The Court did not issue an opinion in the six weeks before the end of 2014, an unprecedented delay. The Court's membership changed with the new year, and a delay of several more weeks is anticipated, possibly even the rescheduling of oral arguments. On January 23, 2015, state Attorney General Leslie Rutledge requested a rehearing based on the change in the court's membership: "Two Associate Justices were not seated on the Arkansas Supreme Court when the first oral argument was held in November 2014, and Chief Justice Hannah was absent due to a national meeting of chief justices." On February 5, the court asked for briefs on the question of which judges should consider the case. On May 7, the Supreme Court ruled that the justices now serving on the court should consider the case. It denied any further role to the special justice appointed by the governor in 2014 to serve in place of a justice who had recused himself, given that the term of the recused justice had ended and the new justice elect to his seat was prepared to participate in the case.

The court never issued an opinion before the Supreme Court of the United States declared in Obergefell v. Hodges that the constitution guarantees the right to marry to same-sex couples. The same day, the Arkansas Supreme Court dismissed the appeal in Wright.

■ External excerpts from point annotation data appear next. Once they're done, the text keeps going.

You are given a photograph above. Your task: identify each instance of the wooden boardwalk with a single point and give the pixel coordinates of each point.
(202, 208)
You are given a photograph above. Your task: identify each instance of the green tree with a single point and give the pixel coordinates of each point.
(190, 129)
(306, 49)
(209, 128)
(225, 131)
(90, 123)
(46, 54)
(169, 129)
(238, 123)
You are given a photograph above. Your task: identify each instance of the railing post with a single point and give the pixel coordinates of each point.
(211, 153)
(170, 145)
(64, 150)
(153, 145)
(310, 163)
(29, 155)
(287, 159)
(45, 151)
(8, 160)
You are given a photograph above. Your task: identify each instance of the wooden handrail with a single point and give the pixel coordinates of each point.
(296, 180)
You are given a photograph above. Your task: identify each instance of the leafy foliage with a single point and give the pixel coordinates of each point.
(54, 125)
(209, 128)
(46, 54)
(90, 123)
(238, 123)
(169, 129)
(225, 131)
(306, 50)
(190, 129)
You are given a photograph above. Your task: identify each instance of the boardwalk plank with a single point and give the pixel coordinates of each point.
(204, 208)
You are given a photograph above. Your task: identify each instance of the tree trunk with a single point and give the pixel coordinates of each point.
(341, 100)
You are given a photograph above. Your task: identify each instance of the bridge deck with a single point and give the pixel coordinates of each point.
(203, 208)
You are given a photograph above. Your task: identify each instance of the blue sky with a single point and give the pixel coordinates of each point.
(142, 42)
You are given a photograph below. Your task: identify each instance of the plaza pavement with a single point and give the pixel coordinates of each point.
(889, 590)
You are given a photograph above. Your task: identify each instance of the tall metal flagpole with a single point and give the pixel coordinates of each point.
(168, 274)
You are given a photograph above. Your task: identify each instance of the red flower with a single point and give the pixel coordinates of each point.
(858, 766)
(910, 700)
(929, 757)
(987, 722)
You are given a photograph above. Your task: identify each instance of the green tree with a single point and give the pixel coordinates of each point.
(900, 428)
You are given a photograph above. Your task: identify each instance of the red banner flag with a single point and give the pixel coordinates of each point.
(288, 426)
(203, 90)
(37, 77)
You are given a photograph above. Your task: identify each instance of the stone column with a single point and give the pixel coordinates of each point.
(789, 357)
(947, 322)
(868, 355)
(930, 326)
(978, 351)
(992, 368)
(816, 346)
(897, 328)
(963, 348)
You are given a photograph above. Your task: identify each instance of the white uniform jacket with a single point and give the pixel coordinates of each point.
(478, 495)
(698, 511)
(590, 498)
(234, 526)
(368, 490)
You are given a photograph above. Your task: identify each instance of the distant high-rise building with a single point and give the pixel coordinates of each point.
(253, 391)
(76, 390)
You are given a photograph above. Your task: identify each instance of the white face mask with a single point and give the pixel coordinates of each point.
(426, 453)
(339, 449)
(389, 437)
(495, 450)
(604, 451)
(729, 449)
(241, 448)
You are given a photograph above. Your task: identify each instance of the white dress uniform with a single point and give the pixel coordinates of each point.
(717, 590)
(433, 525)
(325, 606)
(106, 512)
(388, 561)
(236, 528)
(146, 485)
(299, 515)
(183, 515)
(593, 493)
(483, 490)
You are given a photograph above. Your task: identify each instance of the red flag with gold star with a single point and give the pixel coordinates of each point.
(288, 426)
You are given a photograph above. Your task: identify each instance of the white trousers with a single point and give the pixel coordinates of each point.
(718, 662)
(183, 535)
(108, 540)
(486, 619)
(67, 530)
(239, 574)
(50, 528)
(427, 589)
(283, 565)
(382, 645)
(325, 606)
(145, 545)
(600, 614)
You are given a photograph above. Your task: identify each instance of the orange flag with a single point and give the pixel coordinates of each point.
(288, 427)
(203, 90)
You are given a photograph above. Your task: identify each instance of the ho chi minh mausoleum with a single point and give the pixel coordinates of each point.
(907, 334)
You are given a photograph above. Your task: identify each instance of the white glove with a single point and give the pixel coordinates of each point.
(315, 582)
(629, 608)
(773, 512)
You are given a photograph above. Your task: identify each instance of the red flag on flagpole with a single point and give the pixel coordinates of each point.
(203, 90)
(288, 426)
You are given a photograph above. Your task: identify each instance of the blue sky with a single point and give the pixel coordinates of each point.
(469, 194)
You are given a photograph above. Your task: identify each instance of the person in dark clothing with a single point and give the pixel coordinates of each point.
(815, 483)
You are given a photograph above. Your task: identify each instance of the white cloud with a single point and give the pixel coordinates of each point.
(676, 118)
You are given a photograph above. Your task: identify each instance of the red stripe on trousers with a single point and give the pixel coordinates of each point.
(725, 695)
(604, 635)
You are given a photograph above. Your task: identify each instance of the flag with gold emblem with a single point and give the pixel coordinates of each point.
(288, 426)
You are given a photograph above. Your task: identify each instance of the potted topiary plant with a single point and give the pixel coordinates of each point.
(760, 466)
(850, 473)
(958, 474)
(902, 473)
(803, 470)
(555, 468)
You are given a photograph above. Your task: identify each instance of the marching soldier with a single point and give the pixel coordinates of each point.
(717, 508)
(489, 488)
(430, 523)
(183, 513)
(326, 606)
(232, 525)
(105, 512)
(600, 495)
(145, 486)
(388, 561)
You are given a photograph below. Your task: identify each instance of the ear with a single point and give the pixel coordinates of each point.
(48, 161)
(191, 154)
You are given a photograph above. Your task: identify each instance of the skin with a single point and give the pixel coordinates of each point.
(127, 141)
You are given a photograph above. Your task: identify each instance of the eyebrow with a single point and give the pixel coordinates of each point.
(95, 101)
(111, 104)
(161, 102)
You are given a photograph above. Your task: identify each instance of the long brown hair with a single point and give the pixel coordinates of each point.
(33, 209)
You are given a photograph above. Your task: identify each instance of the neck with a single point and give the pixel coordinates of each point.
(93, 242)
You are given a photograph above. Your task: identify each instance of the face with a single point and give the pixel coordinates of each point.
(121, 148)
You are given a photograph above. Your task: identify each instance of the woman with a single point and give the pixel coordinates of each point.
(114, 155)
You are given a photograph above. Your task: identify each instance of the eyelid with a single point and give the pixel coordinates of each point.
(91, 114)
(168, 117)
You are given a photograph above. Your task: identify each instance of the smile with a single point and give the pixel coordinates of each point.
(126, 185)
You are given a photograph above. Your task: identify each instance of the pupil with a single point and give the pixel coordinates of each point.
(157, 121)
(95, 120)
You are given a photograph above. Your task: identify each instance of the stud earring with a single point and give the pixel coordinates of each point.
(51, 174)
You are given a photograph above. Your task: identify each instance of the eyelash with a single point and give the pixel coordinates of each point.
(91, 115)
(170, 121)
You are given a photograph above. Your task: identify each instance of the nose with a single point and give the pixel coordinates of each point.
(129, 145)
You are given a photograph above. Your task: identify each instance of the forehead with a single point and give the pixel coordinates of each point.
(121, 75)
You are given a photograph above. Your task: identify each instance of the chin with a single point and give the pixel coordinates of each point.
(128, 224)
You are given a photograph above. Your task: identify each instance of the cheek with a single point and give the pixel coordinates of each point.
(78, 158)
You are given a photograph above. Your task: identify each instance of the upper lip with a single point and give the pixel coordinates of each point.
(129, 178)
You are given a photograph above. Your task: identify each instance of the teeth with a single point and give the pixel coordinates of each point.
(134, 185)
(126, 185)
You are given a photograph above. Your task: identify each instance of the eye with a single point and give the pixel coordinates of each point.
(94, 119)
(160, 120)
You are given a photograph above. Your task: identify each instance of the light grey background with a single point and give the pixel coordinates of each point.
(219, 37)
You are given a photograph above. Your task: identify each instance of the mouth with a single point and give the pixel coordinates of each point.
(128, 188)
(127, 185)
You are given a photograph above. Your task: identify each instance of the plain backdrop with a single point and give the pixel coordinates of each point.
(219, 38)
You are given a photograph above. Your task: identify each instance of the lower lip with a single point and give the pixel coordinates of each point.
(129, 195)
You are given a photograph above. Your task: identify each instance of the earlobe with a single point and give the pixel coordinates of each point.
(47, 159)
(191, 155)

On November 11, 2015, former Justice Donald Corbin, one of the original justices to hear the case, revealed that the Court had voted 5–2 to strike down the state's marriage ban in 2014. Corbin stated that he wrote a majority opinion finding that Arkansas' ban on same-sex marriage violates both the Arkansas and U.S. Constitutions. Corbin urged the other justices to issue the opinion before the end of his term in 2014, but for unstated reasons, the ruling was never issued. Instead, the court waited for the Supreme Court to decide another case on the same issue, and dismissed Wright as moot.